In fact, Namibia as a resource-based economy is wary of the pervasive transfer pricing, illicit financial flows and misinvoicing prevalent on the African continent which leads to an estimated US$50 billion illicit financial flows from the continent annually, based on the evidence from the African Union Report by Former President Thabo Mbeki Report. As a resource based economy and a transparent sovereign, Namibia stands to benefit from international tax cooperation and exchange of information for tax purposes.

The FY2018/19 Appropriation Bill

Economic and infrastructure sectors

Economic and infrastructure sectors take up the third largest share of the budgetary allocations, with a total sectoral share of 21.7 percent and in line with the increased weight accorded to the Development Budget.
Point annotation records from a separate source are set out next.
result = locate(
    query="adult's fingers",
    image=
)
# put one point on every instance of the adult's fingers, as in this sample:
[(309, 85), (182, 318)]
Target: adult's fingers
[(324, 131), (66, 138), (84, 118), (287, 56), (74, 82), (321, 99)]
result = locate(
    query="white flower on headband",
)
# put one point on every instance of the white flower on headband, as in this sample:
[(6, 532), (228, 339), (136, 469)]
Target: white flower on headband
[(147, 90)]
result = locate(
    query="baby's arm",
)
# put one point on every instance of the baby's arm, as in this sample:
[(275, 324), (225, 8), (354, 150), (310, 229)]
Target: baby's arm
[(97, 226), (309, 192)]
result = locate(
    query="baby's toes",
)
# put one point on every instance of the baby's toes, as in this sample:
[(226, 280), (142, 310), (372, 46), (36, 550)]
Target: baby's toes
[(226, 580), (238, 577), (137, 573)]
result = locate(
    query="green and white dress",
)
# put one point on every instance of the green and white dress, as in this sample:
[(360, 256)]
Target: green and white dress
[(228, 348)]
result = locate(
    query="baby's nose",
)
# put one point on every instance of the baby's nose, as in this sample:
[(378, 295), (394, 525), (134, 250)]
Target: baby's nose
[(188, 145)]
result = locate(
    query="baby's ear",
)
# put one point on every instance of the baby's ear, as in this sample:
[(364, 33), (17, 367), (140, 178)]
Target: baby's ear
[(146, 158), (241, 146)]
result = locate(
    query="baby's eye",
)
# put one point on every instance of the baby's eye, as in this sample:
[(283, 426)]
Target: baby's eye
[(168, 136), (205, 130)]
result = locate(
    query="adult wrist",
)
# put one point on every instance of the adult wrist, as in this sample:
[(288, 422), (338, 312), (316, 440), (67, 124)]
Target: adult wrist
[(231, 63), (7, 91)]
For FY2018/19, an amount of N$12.7 billion and about N$37.7 billion are allocated over the MTEF.

  • Transport receives N$3.5 billion, and over the MTEF, the allocation stands at N$9.7 billion. This allocation is mainly for the completion of on-going phases of road capital projects with contractual awards. The amount is supported by N$2.6 billion from the Road Fund in FY2018/19 or about N$ 13 billion over the MTEF as well as N$2 billion annually for project financing under the AfDB loan arrangement over the next two years. The envisaged industrialization and Logistics hub investment stimulus will further reinforce this allocation.

  • The Ministry of Agriculture, Water and Forestry receives N$2.1 billion, and about N$6.7 billion over the MTEF,

  • The Ministry of Finance is allocated N$4.0 billion and about N$12.1 billion over the MTEF. Out of this amount N$2.5 billion or 62.5 percent is allocated for PSEMAS or some N$7.5 billion over the MTEF, N$124 million is earmarked for transfers to DBN over the MTEF to support implementation of the SME Financing Strategy, N$70.5 million is earmarked for transfer to AgriBank over the MTEF to support the AgriBank’s loan book and lending activities. A total of N$319.9 million is earmarked for the transitional arrangements for the establishment of NAMRA over the MTEF on top of the allocations made for the Departments of Inland Revenue and Customs and Excise. N$ 2 million is allocated annually for the Financial Literacy Initiative.